Hyphenated Identities: Roopali Sircar Gaur

Roopali Sircar Gaur
Roopali Sircar Gaur, Ph.D. is a retired English professor (Sri Venkateswara college, University of Delhi), and Founder President of YUVATI, a nonprofit organisation working for adolescent girls and boys across India.  Sircar Gaur also works with children from underserved communities in what she calls Mera Kitab Ghar: The Backyard Book Club she established as a pop-up book club. She also taught Creative Writing at IGNOU for many years. Sircar Gaur is a widely published columnist and writer, who has written for peer-reviewed journals, and presented papers and served on academic conference panels at Universities in the United Kingdom, Europe, the United States, Canada and India. Her book The Twice Colonised: Women in African Literature is a seminal text on those subjects. She is also the co-editor (with Anita Nahal) of the anthology, In All The Spaces-Diverse Voices In Global Women’s Poetry (2020). Sircar Gaur has traveled the world, and now lives in Meerut, India with her retired military spouse and their three dogs.


Travelling Tales 1

I am Janus...The Roman God. Like the month of January named after me I look back and I look ahead. Journeys are like that. They begin in memories of other places and other times. Somewhere on our journeys, we catch up with places and people who had journeyed ahead of you.
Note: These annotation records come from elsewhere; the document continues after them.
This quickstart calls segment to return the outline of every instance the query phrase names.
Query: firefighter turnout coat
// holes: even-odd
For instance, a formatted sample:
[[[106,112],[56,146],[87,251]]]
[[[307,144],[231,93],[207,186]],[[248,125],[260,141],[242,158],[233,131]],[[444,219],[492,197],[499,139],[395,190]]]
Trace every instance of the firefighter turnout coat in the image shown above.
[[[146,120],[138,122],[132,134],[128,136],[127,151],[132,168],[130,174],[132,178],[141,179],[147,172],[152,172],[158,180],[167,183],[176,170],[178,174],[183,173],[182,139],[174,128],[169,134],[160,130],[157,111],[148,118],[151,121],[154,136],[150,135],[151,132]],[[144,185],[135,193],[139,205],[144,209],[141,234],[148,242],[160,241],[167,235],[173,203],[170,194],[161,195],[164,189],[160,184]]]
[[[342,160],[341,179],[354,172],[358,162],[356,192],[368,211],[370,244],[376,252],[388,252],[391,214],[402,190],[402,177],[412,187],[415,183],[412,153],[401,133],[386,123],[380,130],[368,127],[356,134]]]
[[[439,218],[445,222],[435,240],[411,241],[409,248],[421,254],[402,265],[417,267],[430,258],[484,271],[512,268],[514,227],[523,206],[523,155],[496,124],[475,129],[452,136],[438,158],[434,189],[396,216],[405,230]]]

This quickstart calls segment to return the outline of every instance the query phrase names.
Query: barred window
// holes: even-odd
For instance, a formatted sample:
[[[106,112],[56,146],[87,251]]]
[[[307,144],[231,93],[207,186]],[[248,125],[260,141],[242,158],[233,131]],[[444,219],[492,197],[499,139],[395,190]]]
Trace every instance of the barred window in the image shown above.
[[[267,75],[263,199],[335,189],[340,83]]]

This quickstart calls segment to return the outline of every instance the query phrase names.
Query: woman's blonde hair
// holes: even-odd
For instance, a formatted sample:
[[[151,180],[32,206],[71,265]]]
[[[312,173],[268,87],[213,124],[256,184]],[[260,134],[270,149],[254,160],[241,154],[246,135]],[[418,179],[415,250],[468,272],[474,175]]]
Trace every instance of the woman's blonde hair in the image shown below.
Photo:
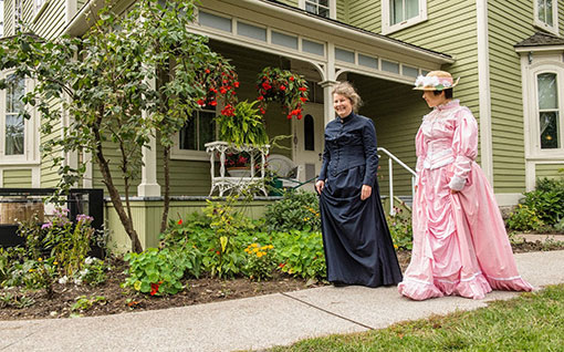
[[[333,92],[331,92],[332,95],[338,94],[347,97],[351,101],[351,104],[353,105],[353,111],[357,112],[358,107],[363,105],[363,100],[361,99],[361,95],[356,93],[355,87],[349,82],[341,82],[333,89]]]

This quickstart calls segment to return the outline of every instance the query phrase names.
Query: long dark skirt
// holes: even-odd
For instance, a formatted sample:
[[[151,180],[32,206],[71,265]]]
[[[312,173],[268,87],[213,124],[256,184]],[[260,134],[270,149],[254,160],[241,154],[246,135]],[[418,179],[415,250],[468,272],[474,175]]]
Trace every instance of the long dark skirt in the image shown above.
[[[372,195],[361,200],[364,166],[327,177],[320,209],[327,280],[368,287],[396,284],[401,270],[377,182]]]

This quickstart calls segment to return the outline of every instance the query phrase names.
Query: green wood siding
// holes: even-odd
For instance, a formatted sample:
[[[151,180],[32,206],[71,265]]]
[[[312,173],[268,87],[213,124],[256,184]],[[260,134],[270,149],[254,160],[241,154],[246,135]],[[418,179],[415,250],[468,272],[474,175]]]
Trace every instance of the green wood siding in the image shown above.
[[[558,173],[558,170],[563,170],[563,172]],[[536,176],[536,178],[564,177],[564,163],[562,163],[562,164],[536,164],[535,165],[535,176]]]
[[[535,30],[533,4],[488,3],[493,184],[497,193],[525,190],[523,97],[520,56],[513,45]]]
[[[23,21],[33,32],[43,38],[56,38],[66,24],[66,0],[50,0],[43,12],[35,19],[34,1],[23,2]]]
[[[280,2],[297,8],[297,0],[280,0]]]
[[[6,188],[25,188],[31,187],[31,169],[4,169],[3,185]]]
[[[252,51],[246,48],[229,46],[219,42],[211,42],[215,51],[231,60],[239,75],[240,87],[239,100],[253,101],[257,99],[255,79],[257,74],[267,65],[280,65],[278,56]],[[252,54],[250,54],[252,52]],[[279,105],[269,105],[265,115],[267,131],[270,137],[276,135],[290,135],[291,123],[282,114]],[[290,147],[290,139],[280,142],[281,145]],[[282,154],[291,157],[290,149],[273,148],[272,154]],[[98,175],[100,173],[95,173]],[[163,163],[163,147],[157,145],[157,182],[160,186],[165,184],[165,170]],[[200,161],[170,161],[170,194],[175,196],[205,196],[211,187],[210,164]]]
[[[4,37],[13,34],[13,0],[4,0],[4,18],[2,22],[4,23]]]
[[[119,163],[121,163],[121,152],[116,144],[112,142],[104,142],[103,143],[103,152],[106,161],[109,164],[109,170],[112,173],[112,178],[114,182],[114,186],[116,186],[117,190],[122,196],[125,196],[125,180],[122,177],[122,172],[119,170]],[[136,176],[136,179],[129,180],[129,195],[136,196],[137,195],[137,186],[140,184],[140,169],[138,175]],[[102,173],[100,172],[100,167],[97,163],[93,163],[92,165],[92,186],[94,188],[104,188],[106,189],[106,186],[104,185]]]

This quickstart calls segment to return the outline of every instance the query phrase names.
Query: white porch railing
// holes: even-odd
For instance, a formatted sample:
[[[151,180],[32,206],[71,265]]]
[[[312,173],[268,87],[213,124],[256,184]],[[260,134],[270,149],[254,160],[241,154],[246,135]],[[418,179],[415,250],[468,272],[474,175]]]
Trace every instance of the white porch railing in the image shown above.
[[[394,162],[398,163],[399,166],[405,168],[411,174],[411,199],[415,199],[415,178],[417,174],[407,166],[404,162],[398,159],[394,154],[389,153],[386,148],[378,147],[378,152],[382,152],[388,156],[388,169],[389,169],[389,215],[396,215],[394,209]]]

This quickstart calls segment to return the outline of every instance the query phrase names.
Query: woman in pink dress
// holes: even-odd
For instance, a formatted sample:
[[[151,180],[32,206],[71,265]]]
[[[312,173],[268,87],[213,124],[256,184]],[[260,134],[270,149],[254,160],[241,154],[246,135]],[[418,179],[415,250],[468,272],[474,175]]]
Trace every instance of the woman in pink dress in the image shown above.
[[[434,110],[416,137],[411,262],[399,293],[425,300],[494,290],[531,291],[519,275],[493,190],[476,163],[478,124],[452,100],[452,76],[432,71],[416,90]]]

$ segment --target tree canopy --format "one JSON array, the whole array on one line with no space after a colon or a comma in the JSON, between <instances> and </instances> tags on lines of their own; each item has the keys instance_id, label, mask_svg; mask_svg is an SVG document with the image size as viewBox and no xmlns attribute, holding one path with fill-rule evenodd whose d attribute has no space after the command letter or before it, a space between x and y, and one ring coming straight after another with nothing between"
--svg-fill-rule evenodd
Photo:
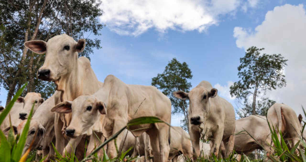
<instances>
[{"instance_id":1,"label":"tree canopy","mask_svg":"<svg viewBox=\"0 0 306 162\"><path fill-rule=\"evenodd\" d=\"M178 90L189 92L191 83L188 80L192 78L191 70L185 62L181 63L174 58L165 67L164 72L152 78L151 85L162 91L171 101L174 114L182 113L184 118L181 126L185 130L188 129L188 103L174 97L172 93Z\"/></svg>"},{"instance_id":2,"label":"tree canopy","mask_svg":"<svg viewBox=\"0 0 306 162\"><path fill-rule=\"evenodd\" d=\"M77 41L86 39L86 47L79 56L90 59L94 48L101 48L100 40L86 37L101 34L103 25L98 18L103 13L101 3L99 0L0 1L0 84L8 91L7 103L27 81L24 93L40 92L46 98L55 89L53 83L36 78L45 55L28 50L23 45L25 42L47 41L54 36L66 33Z\"/></svg>"},{"instance_id":3,"label":"tree canopy","mask_svg":"<svg viewBox=\"0 0 306 162\"><path fill-rule=\"evenodd\" d=\"M288 60L281 54L261 54L264 49L252 46L247 50L244 56L240 58L237 68L241 79L230 88L231 95L235 96L242 105L242 112L238 113L241 117L251 114L265 115L275 101L256 97L261 94L263 96L267 91L286 86L284 70Z\"/></svg>"}]
</instances>

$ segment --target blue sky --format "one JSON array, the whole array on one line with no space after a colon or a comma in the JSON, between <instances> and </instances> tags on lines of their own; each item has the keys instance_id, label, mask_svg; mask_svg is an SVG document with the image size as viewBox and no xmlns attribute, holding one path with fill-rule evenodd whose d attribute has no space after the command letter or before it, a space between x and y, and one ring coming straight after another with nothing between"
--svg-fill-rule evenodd
<instances>
[{"instance_id":1,"label":"blue sky","mask_svg":"<svg viewBox=\"0 0 306 162\"><path fill-rule=\"evenodd\" d=\"M301 112L300 105L306 103L305 1L103 1L100 19L106 26L96 37L103 48L91 56L100 81L112 74L126 83L150 85L176 57L189 66L192 87L208 81L236 107L229 87L238 80L239 58L255 45L289 59L287 86L267 96ZM1 91L5 103L7 92ZM179 119L174 116L172 124L178 125Z\"/></svg>"}]
</instances>

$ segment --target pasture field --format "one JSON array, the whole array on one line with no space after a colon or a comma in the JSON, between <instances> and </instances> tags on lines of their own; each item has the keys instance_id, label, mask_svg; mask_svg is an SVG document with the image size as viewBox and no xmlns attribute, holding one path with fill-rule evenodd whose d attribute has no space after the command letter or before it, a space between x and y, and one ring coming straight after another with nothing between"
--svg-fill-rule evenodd
<instances>
[{"instance_id":1,"label":"pasture field","mask_svg":"<svg viewBox=\"0 0 306 162\"><path fill-rule=\"evenodd\" d=\"M20 95L22 91L26 86L26 85L24 85L20 89L16 94L14 96L11 102L8 106L0 114L0 124L3 121L6 116L11 108L14 103ZM34 107L34 105L33 107ZM30 113L29 117L27 120L27 123L23 131L20 135L17 135L17 136L14 135L13 129L11 129L8 133L6 135L2 131L0 131L0 161L4 162L24 162L26 161L42 161L45 157L36 157L36 152L37 150L35 149L32 151L30 151L31 146L28 150L26 151L24 155L21 155L22 149L24 145L27 135L28 134L29 129L29 125L31 120L32 111L32 110ZM304 110L302 107L302 108ZM306 113L304 111L304 115L306 116ZM124 129L128 128L129 127L144 124L154 123L158 122L163 122L162 121L158 118L154 117L141 117L135 119L130 121L128 123L125 127L122 128L120 131L114 134L106 140L101 145L97 146L96 149L93 151L89 155L85 157L84 153L84 158L81 160L79 160L75 157L74 154L66 154L64 157L62 157L61 154L59 153L55 149L56 154L55 157L55 160L59 162L72 162L80 161L81 162L85 161L87 160L91 160L93 162L113 162L113 161L134 161L136 160L138 161L139 158L132 158L128 156L125 156L127 153L130 150L132 149L131 147L129 149L125 152L122 152L121 153L118 153L118 156L113 159L109 158L105 153L105 150L103 149L104 152L103 156L102 157L98 157L97 153L100 149L103 149L103 147L106 144L112 140L116 140L116 138L118 135L121 133ZM287 144L286 143L281 135L280 136L281 139L279 139L277 134L276 132L275 128L272 126L271 126L269 123L268 124L270 128L271 133L272 135L273 143L271 147L273 147L274 151L272 154L268 154L263 153L259 159L254 159L252 156L247 156L245 155L242 155L240 161L243 162L250 162L251 161L259 162L264 161L267 160L273 162L280 161L297 161L297 162L306 162L306 153L304 148L306 148L306 143L305 142L302 137L300 137L299 142L293 148L290 148L287 146ZM304 123L302 129L302 131L304 131L306 124ZM302 146L302 147L298 148L299 146ZM116 146L116 148L117 152L118 152L118 147ZM55 149L55 147L54 148ZM297 150L298 153L297 153ZM264 153L263 151L263 153ZM203 157L200 157L196 160L196 162L232 162L238 161L235 158L236 155L233 153L230 157L226 159L218 158L214 156L212 156L210 158L207 159ZM190 159L188 159L185 158L181 159L180 161L189 162L191 161Z\"/></svg>"}]
</instances>

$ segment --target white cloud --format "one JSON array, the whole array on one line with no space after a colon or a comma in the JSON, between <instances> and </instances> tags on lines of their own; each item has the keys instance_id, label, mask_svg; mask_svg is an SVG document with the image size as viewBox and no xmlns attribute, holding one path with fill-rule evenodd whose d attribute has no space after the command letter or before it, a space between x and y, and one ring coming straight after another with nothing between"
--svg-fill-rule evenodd
<instances>
[{"instance_id":1,"label":"white cloud","mask_svg":"<svg viewBox=\"0 0 306 162\"><path fill-rule=\"evenodd\" d=\"M249 0L254 7L258 0ZM220 15L235 13L242 0L105 0L101 21L118 34L137 36L154 28L201 32L216 24Z\"/></svg>"},{"instance_id":2,"label":"white cloud","mask_svg":"<svg viewBox=\"0 0 306 162\"><path fill-rule=\"evenodd\" d=\"M217 83L214 86L214 88L218 90L218 94L221 97L224 97L226 99L234 99L236 98L235 96L232 97L230 93L230 87L234 85L234 82L229 81L227 82L227 85L222 86L219 83Z\"/></svg>"},{"instance_id":3,"label":"white cloud","mask_svg":"<svg viewBox=\"0 0 306 162\"><path fill-rule=\"evenodd\" d=\"M286 59L287 86L267 93L278 103L283 103L298 113L306 107L306 14L303 5L286 4L267 12L265 20L255 31L241 27L234 29L239 48L264 47L265 53L281 53Z\"/></svg>"}]
</instances>

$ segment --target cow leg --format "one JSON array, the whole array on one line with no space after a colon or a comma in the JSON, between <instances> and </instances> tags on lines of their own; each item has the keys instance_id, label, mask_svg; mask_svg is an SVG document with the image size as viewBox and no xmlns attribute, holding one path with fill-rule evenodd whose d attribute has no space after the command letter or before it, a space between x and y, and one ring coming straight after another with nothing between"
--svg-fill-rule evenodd
<instances>
[{"instance_id":1,"label":"cow leg","mask_svg":"<svg viewBox=\"0 0 306 162\"><path fill-rule=\"evenodd\" d=\"M200 133L191 129L189 130L191 143L193 152L193 158L196 159L200 156Z\"/></svg>"},{"instance_id":2,"label":"cow leg","mask_svg":"<svg viewBox=\"0 0 306 162\"><path fill-rule=\"evenodd\" d=\"M68 144L65 147L65 149L63 151L62 155L65 156L66 153L68 155L73 155L74 154L76 146L79 144L80 142L82 139L83 135L78 136L75 139L71 139L69 140Z\"/></svg>"},{"instance_id":3,"label":"cow leg","mask_svg":"<svg viewBox=\"0 0 306 162\"><path fill-rule=\"evenodd\" d=\"M64 123L60 119L60 114L55 113L54 118L54 131L55 131L55 148L59 153L63 152L65 145L65 139L62 134Z\"/></svg>"},{"instance_id":4,"label":"cow leg","mask_svg":"<svg viewBox=\"0 0 306 162\"><path fill-rule=\"evenodd\" d=\"M172 162L177 162L177 157L178 157L179 155L176 155L172 159Z\"/></svg>"},{"instance_id":5,"label":"cow leg","mask_svg":"<svg viewBox=\"0 0 306 162\"><path fill-rule=\"evenodd\" d=\"M127 123L127 121L120 120L114 121L112 134L114 135L119 131L120 129L125 126L125 124ZM121 133L117 137L117 138L116 139L116 143L117 147L120 147L120 143L123 139L125 135L124 133ZM121 150L122 150L122 148L118 148L118 151L121 151ZM114 140L113 140L108 142L106 152L110 158L112 159L117 156L117 150L116 150Z\"/></svg>"},{"instance_id":6,"label":"cow leg","mask_svg":"<svg viewBox=\"0 0 306 162\"><path fill-rule=\"evenodd\" d=\"M224 155L225 157L227 157L233 152L234 149L234 143L235 141L235 136L234 135L231 135L228 139L223 141L225 152Z\"/></svg>"},{"instance_id":7,"label":"cow leg","mask_svg":"<svg viewBox=\"0 0 306 162\"><path fill-rule=\"evenodd\" d=\"M166 126L165 124L162 124L159 125L159 126L162 126L159 127L158 132L159 154L160 155L161 161L166 162L168 161L169 153L170 150L168 141L169 128L167 126Z\"/></svg>"},{"instance_id":8,"label":"cow leg","mask_svg":"<svg viewBox=\"0 0 306 162\"><path fill-rule=\"evenodd\" d=\"M216 157L218 157L219 149L221 145L221 142L222 142L224 130L224 128L219 129L215 132L211 141L212 142L212 147L211 148L209 152L210 156L214 154Z\"/></svg>"},{"instance_id":9,"label":"cow leg","mask_svg":"<svg viewBox=\"0 0 306 162\"><path fill-rule=\"evenodd\" d=\"M151 142L151 146L152 147L153 155L154 156L154 161L160 161L161 157L159 154L159 142L158 130L155 127L153 127L147 131L149 136L150 137L150 142ZM146 144L145 142L145 144ZM146 146L145 148L146 148ZM145 159L147 160L147 157L145 157Z\"/></svg>"},{"instance_id":10,"label":"cow leg","mask_svg":"<svg viewBox=\"0 0 306 162\"><path fill-rule=\"evenodd\" d=\"M97 137L98 136L98 137ZM93 132L90 136L90 139L89 143L88 144L87 147L87 150L86 151L86 156L88 156L90 153L94 151L97 147L100 145L104 141L102 139L102 134L101 133ZM103 137L104 138L104 137ZM101 140L100 139L101 139ZM98 157L102 156L101 152L103 151L102 149L100 149L98 153Z\"/></svg>"}]
</instances>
In South Florida I caught up on one such friend who had left the adjoining village to the shores of the United States of America. How deep and beautiful that connection, unravelled itself in memories of each and every word we had once exchanged. He was the young physician next door who was aspiring to go to the US: Those were heady days and he left one day.

But before he did, we friends got together to bid him farewell. After all the dancing and singing was over he sang a most poignant song…a song about never saying goodbye. The song  echoed over the decades that we did not and could not meet.
Last night as I walked into his incredibly palatial home, a movie star home with the who’s who in the neighborhood, I knew my friend had arrived. His long journey from next door physician to reputed celebrity cardiologist had happened.

My heart swelled with pride. The chandeliers twinkled and tinkled with the wine glasses as we raised a toast to this eventful journey. His and mine. To sit and talk about my father and my family and my father’s home where we all hung out was incredibly satisfying.

The dinner was thoughtfully curated. It was all Hyderabadi cuisine. We Hyderabadis just sat down and ate, swallowing our tears and our memories.

We forgot Florida.

When it was time to go, the cardiologist broke my heart. ❤️

He picked up the karaoke mic and sang the song he sang in 1977 before he left home...
Kabhi alvida na kehena
Never say goodbye.
The heart travels too.


Travelling Tales 2

Travelling is not always about places it is about people who live in those places. I am particularly interested in human behaviour especially of people known and unknown.  Coming from environs where the neighbour hood is no longer neighbourly I am charmed by the friendly hi and hello from anybody and everybody I encounter. Be it the postman, the janitor, the dog walking neighbour or the helmet wearing young cyclist. It has made me a friendly person too. I feel less conscious about the exotic ethnicity that I think I exude. 

The super expensive only high end shopping mall called Tyson Galleria with its quietly boasting Omega, Yeves St Lauren's, Gucchi, Saks of Fifth Avenue, Chanel, Armani, Michael Kors , and the shining sleek  Maserati  cars , Calvin Klein , Ralph Lauren had  just a handful of people window shopping. If I were to buy these I would have to move into a mansion in a new neighbour hood. The neighbours may not be as friendly.
What kind of people bought a handbag that cost $3000? Or a suit that cost seven thousand! Or a man perfume for $ 2,350!!!  Couldn't be very nice people.

Thinking my thoughts, I headed towards the exit. A huge glass door barred my way and a gentleman with salt and pepper hair, dressed immaculately in a suit (Armani?) stepped aside holding the door ajar for me, as I stepped out, he ran and opened the second huge glass door smiling. I was overwhelmed. "Thank you thank you " I gushed. " i have not met anybody like you!"  He smiled the handsomest smile I had seen! "I am the last of the American gentlemen left! " he laughed "oh I am joking". " you deserve a hug" I said. It was followed by a big hug, a kiss on my cheek and a, “I am always ready to hug a beautiful woman". I saw the flash of an Omega watch and smelt the whiff of Clive Christian no 1…


People who shop here aren't bad at all. Just different. The heart travels everywhere.